Mary was unselfishly glad that Joyce was having attention like the other girls and that she had been chosen for one of the Greek maidens in the tableau of June. And she wasn't really jealous of Elise because she was to be tambourine girl in the gipsy scene, but she did wish, with a little fluttering sigh, that she could have had some small part in it all. It was hard to be the only plain one in the midst of so many pretty girls; so plain that nobody even thought of suggesting her for one of the characters.
"I know very well," she said to herself, "that a Lily Maid of Astolat with freckles would be ridiculous, and I'm not slim and graceful enough to be a tambourine girl, but it would be so nice to have some part in it. It would be such a comfortable feeling to know that you're pretty enough always to be counted in."
Her musings were interrupted by the descent of the party upon the picnic tables, and she looked up to see Elise beckoning her to a seat. To her delight it was at the table opposite the one where Lloyd and Phil, Anna Moore and Keith were seated. Malcolm was just across from them, with Miss Bonham on one side and Betty and Lieutenant Stanley on the other. Mary looked around inquiringly for her sister. She was with Rob now, and Lieutenant Logan was placing chairs for Allison and himself on the other side of the tree. Mr. Shelby and the hateful Miss Bernice Howe were over there, too, Mary noted, glad that they were at a distance.
Malcolm was still in a teasing mood, it seemed, for as Lloyd helped herself in picnic fashion from a plate of fried chicken, he said, laughing, "Look at Elaine now. Tennyson wouldn't know his Lily Maid if he saw her in this way." He struck an attitude, declaiming dramatically, "In her right hand the wish-bone, in her left the olive."

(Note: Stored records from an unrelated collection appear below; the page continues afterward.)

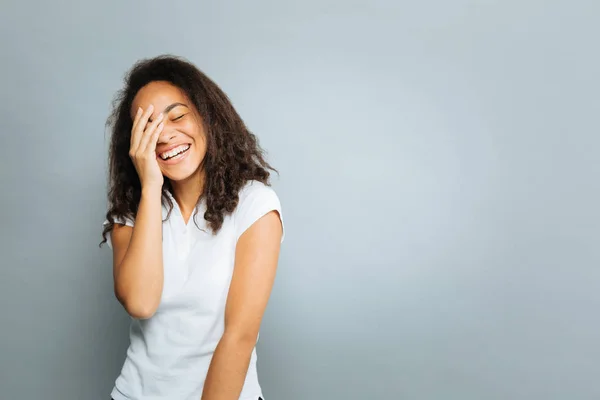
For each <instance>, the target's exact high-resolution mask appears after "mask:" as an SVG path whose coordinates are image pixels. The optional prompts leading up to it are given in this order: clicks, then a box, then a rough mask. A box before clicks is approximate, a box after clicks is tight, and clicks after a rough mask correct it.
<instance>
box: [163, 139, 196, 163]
mask: <svg viewBox="0 0 600 400" xmlns="http://www.w3.org/2000/svg"><path fill="white" fill-rule="evenodd" d="M181 145H189V146H190V147H189V149H187V150H186V151H185V152H184V153H183V154H180V155H178V156H176V157H175V158H170V159H168V160H163V159H162V158H161V157H160V156H159V154H161V153H165V152H167V151H170V150H173V149H174V148H175V147H179V146H181ZM191 149H192V144H191V143H180V144H177V145H174V146H169V147H167V148H165V149H160V151H157V152H156V159H157V160H158V162H159V163H161V164H163V165H175V164H179V163H180V162H182V161H183V160H185V159H186V158H187V156H188V154H189V153H190V150H191Z"/></svg>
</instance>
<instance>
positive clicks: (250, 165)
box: [100, 55, 276, 246]
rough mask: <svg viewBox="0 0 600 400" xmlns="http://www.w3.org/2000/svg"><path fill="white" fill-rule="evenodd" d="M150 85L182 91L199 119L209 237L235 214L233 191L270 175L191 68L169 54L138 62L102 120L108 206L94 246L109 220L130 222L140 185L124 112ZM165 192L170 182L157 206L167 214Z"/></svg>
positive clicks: (180, 57)
mask: <svg viewBox="0 0 600 400" xmlns="http://www.w3.org/2000/svg"><path fill="white" fill-rule="evenodd" d="M153 81H166V82H169V83H171V84H173V85H175V86H177V87H178V88H180V89H182V90H183V92H184V93H185V94H186V95H187V97H188V98H189V99H190V101H191V102H192V104H194V106H195V107H196V109H197V111H198V113H199V114H200V116H201V117H202V120H203V123H204V128H205V132H206V136H207V137H206V142H207V150H206V155H205V158H204V161H203V166H202V167H203V168H204V171H205V176H206V178H205V179H206V181H205V184H204V189H203V193H202V194H201V196H200V199H199V200H198V202H200V200H201V199H203V198H204V199H205V200H206V212H205V213H204V219H205V220H206V221H208V226H209V228H210V229H211V230H212V232H213V233H215V234H216V233H217V232H218V231H219V230H220V229H221V226H222V225H223V220H224V217H225V216H226V215H227V214H230V213H231V212H233V211H234V210H235V208H236V207H237V204H238V201H239V197H238V193H239V191H240V190H241V189H242V187H243V186H244V185H245V184H246V183H247V182H248V181H251V180H256V181H260V182H262V183H264V184H266V185H269V176H270V172H269V170H271V171H275V172H276V170H275V169H274V168H273V167H271V166H270V165H269V164H268V163H267V162H266V161H265V158H264V151H263V150H262V149H261V147H260V145H259V143H258V139H257V137H256V136H255V135H254V134H253V133H251V132H250V131H249V130H248V128H247V127H246V125H245V124H244V121H243V120H242V118H241V117H240V116H239V114H238V113H237V112H236V110H235V109H234V107H233V105H232V104H231V101H230V100H229V98H228V97H227V95H226V94H225V93H224V92H223V90H221V88H219V86H217V84H216V83H214V82H213V81H212V80H211V79H210V78H209V77H208V76H206V75H205V74H204V73H203V72H202V71H200V70H199V69H198V68H197V67H196V66H195V65H193V64H192V63H190V62H189V61H187V60H186V59H184V58H182V57H177V56H173V55H161V56H158V57H154V58H149V59H143V60H140V61H138V62H137V63H136V64H134V66H133V67H132V68H131V70H130V71H129V72H128V73H127V74H126V76H125V79H124V88H123V89H122V90H120V91H119V92H117V95H116V96H115V99H114V101H113V106H112V113H111V115H110V116H109V118H108V120H107V127H109V128H110V130H111V140H110V149H109V182H108V186H109V188H108V189H109V190H108V202H109V208H108V212H107V213H106V219H107V221H108V222H107V223H106V224H105V226H104V230H103V232H102V238H103V240H102V242H100V246H101V245H102V244H103V243H105V242H106V241H107V233H108V232H110V231H111V230H112V229H113V227H114V224H115V220H124V219H127V218H128V219H131V220H135V216H136V214H137V210H138V206H139V202H140V198H141V183H140V179H139V177H138V174H137V172H136V170H135V167H134V165H133V162H132V160H131V158H130V156H129V146H130V138H131V128H132V126H133V121H132V119H131V114H130V110H131V105H132V102H133V99H134V97H135V96H136V94H137V93H138V91H139V90H140V89H141V88H142V87H144V86H145V85H147V84H148V83H150V82H153ZM170 190H171V184H170V182H169V180H168V179H166V178H165V179H164V184H163V188H162V202H163V204H164V205H167V206H168V209H169V214H168V215H170V212H171V210H172V209H173V203H172V201H171V199H170V198H169V196H168V195H167V191H170ZM195 214H196V213H194V216H195ZM167 218H168V216H167Z"/></svg>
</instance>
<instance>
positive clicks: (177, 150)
mask: <svg viewBox="0 0 600 400" xmlns="http://www.w3.org/2000/svg"><path fill="white" fill-rule="evenodd" d="M189 148H190V145H189V144H184V145H181V146H177V147H175V148H174V149H173V150H170V151H167V152H165V153H162V154H161V155H160V158H162V159H163V160H167V159H169V158H173V157H175V156H176V155H178V154H181V153H183V152H184V151H186V150H187V149H189Z"/></svg>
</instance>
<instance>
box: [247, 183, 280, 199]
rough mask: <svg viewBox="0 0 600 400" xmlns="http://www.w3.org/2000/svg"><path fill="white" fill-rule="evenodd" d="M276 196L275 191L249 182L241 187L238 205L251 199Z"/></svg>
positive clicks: (269, 188) (264, 184)
mask: <svg viewBox="0 0 600 400" xmlns="http://www.w3.org/2000/svg"><path fill="white" fill-rule="evenodd" d="M273 196H275V197H276V196H277V194H276V193H275V190H274V189H273V188H272V187H271V186H270V185H267V184H265V183H263V182H260V181H255V180H250V181H248V182H246V184H245V185H244V186H243V187H242V189H241V190H240V193H239V199H240V203H241V202H242V200H246V199H248V198H252V197H273Z"/></svg>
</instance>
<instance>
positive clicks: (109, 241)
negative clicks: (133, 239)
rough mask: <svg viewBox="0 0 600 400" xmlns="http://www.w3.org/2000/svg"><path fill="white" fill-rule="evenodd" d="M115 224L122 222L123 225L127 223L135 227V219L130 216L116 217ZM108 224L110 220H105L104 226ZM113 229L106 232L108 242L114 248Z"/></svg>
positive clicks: (128, 225) (106, 240)
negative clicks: (122, 217)
mask: <svg viewBox="0 0 600 400" xmlns="http://www.w3.org/2000/svg"><path fill="white" fill-rule="evenodd" d="M115 224H121V225H127V226H131V227H133V220H132V219H130V218H120V217H118V218H115ZM106 225H108V220H105V221H104V223H103V224H102V226H103V227H105V226H106ZM111 235H112V231H108V232H106V243H107V244H108V247H110V248H111V249H112V238H111Z"/></svg>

"That's all right," answered Lloyd, tossing the olive stone out on the grass, and helping herself to a beaten biscuit. "I always did think that Elaine was a dreadful goose to go floating down the rivah to a man who didn't care two straws about her. She'd much bettah have held on to a wish-bone and an olive and stayed up in her high towah with her fathah and brothahs who appreciated her. She would have had a bettah time and he would have had lots moah respect for her."

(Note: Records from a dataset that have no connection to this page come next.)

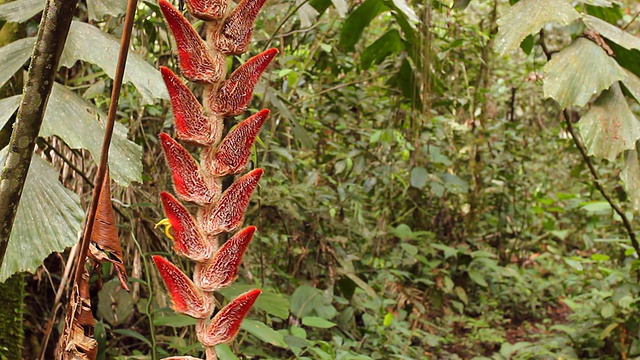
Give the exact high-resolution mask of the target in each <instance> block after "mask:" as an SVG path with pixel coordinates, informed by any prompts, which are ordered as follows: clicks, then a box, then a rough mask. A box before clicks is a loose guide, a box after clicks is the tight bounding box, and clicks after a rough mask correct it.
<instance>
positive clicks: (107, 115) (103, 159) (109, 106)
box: [73, 0, 137, 291]
mask: <svg viewBox="0 0 640 360" xmlns="http://www.w3.org/2000/svg"><path fill="white" fill-rule="evenodd" d="M136 6H137V0H129V2H128V4H127V13H126V15H125V20H124V29H123V31H122V38H121V40H120V52H119V54H118V64H117V68H116V75H115V77H114V79H113V89H112V90H111V100H110V104H109V114H108V115H107V125H106V127H105V133H104V138H103V140H102V149H101V152H100V163H99V165H98V173H97V174H96V179H95V181H94V185H95V187H94V188H93V196H92V198H91V207H90V209H89V214H88V215H87V222H86V225H85V228H84V233H83V235H82V240H81V242H80V251H79V252H78V258H77V266H76V272H75V283H74V285H75V286H74V287H73V289H74V291H75V289H76V286H77V285H78V284H79V283H80V281H81V280H82V273H83V270H84V263H85V259H86V258H87V251H88V250H89V243H90V236H91V232H92V230H93V224H94V220H95V215H96V210H97V209H98V199H99V198H100V192H101V191H102V183H103V182H104V178H105V175H106V173H107V163H108V160H109V146H110V144H111V138H112V136H113V128H114V126H115V119H116V112H117V110H118V100H119V98H120V89H121V87H122V78H123V77H124V70H125V64H126V62H127V55H128V54H129V44H130V43H131V30H132V28H133V20H134V15H135V11H136Z"/></svg>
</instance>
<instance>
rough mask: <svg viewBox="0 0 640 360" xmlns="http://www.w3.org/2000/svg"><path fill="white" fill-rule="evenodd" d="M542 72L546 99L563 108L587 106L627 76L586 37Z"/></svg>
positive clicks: (619, 67) (560, 56)
mask: <svg viewBox="0 0 640 360" xmlns="http://www.w3.org/2000/svg"><path fill="white" fill-rule="evenodd" d="M543 70H544V72H545V78H544V86H543V88H544V96H545V97H550V98H553V99H555V100H556V101H557V102H558V104H560V107H561V108H562V109H564V108H567V107H569V106H584V105H585V104H586V103H587V102H588V101H589V99H591V97H592V96H593V95H597V94H599V93H600V92H601V91H602V90H605V89H608V88H609V87H610V86H611V85H612V84H613V83H615V82H616V81H620V80H623V79H624V78H625V77H626V74H625V72H624V71H623V70H622V67H620V65H618V63H617V62H616V61H615V60H614V59H613V58H612V57H610V56H609V55H607V53H606V52H605V51H604V50H603V49H602V48H601V47H600V46H598V45H596V44H595V43H593V42H592V41H590V40H587V39H585V38H577V39H576V40H574V41H573V42H572V43H571V45H569V46H568V47H567V48H565V49H563V50H562V51H560V52H559V53H557V54H554V55H553V57H552V58H551V60H550V61H549V62H548V63H547V64H546V65H545V66H544V68H543Z"/></svg>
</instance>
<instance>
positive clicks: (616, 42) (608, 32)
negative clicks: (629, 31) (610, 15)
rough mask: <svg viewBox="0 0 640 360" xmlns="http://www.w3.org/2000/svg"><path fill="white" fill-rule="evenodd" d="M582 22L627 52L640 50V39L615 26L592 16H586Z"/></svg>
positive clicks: (603, 36) (585, 24)
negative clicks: (632, 50) (630, 50)
mask: <svg viewBox="0 0 640 360" xmlns="http://www.w3.org/2000/svg"><path fill="white" fill-rule="evenodd" d="M582 21H583V22H584V24H585V25H587V27H588V28H589V29H591V30H594V31H595V32H597V33H599V34H600V35H602V36H603V37H605V38H607V39H609V40H611V41H613V42H614V43H616V44H618V45H620V46H622V47H623V48H625V49H627V50H631V49H636V50H640V38H637V37H635V36H633V35H631V34H630V33H628V32H626V31H624V30H622V29H620V28H619V27H617V26H613V25H611V24H609V23H608V22H606V21H604V20H602V19H598V18H597V17H595V16H591V15H584V17H583V18H582Z"/></svg>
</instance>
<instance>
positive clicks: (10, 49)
mask: <svg viewBox="0 0 640 360" xmlns="http://www.w3.org/2000/svg"><path fill="white" fill-rule="evenodd" d="M35 42H36V38H35V37H30V38H24V39H20V40H16V41H14V42H12V43H10V44H8V45H5V46H3V47H1V48H0V64H2V66H0V86H2V85H4V83H6V82H7V81H9V79H11V77H12V76H13V75H14V74H15V73H16V72H18V70H20V69H21V68H22V65H24V63H25V62H27V60H29V57H30V56H31V52H33V45H34V44H35Z"/></svg>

"Oh, I don't think so," cooed Miss Bonham, with a coquettish side glance at Phil. "That always seemed such a beautifully romantic situation to me. Doesn't it appeal to you, Mr. Tremont?"
Mary listened for Phil's answer with grave attention, for she, too, considered it a touching situation, and more than once had pictured, in pleasing day-dream, herself as Elaine, floating down a stream in that poetic fashion.
"Well, no, Miss Bonham," said Phil, laughingly. "I'm free to confess that if I had been Sir Lancelot, I'd have liked her a great deal better if she had been a cheerful sort of body, and had stayed alive. Then if she had come rowing up in a nice trig little craft, instead of that spooky old funeral barge, and had offered me a wish-bone and an olive, I'd have thought them twice as fetching as a lily and that doleful letter. I'd have joined her picnic in a jiffy, and probably had such a jolly time that the poem would have ended with wedding bells in the high tower instead of a funeral dirge in the palace.
"She wasn't game," he continued, smiling across at Mary, who was listening with absorbing attention. "Now if she had only lived up to the Vicar of Wakefield's motto—instead of mooning over Lancelot's old shield, and embroidering things for it, and acting as if it were something too precious for ordinary mortals to touch—if she'd batted it into the corner, or made mud pies on it, to show that she was inflexible, fortune would have changed in her favor. Sir Lancelot would have had some respect for her common sense."
Mary, who felt that the remark was addressed to her, crimsoned painfully. Rob took up the question, and his opinion was the same as Phil's and Malcolm's. Long after the conversation passed to other topics, Mary puzzled over the fact that the three knightliest-looking men she knew, the three who, she supposed, would make ideal lovers, had laughed at one of the most romantic situations in all poesy, and had agreed that Elaine was silly and sentimental. Maybe, she thought with burning cheeks, maybe they would think she was just as bad if they knew how she had admired Elaine and imagined herself in her place, and actually cried over the poor maiden who loved so fondly and so truly that she could die of a broken heart.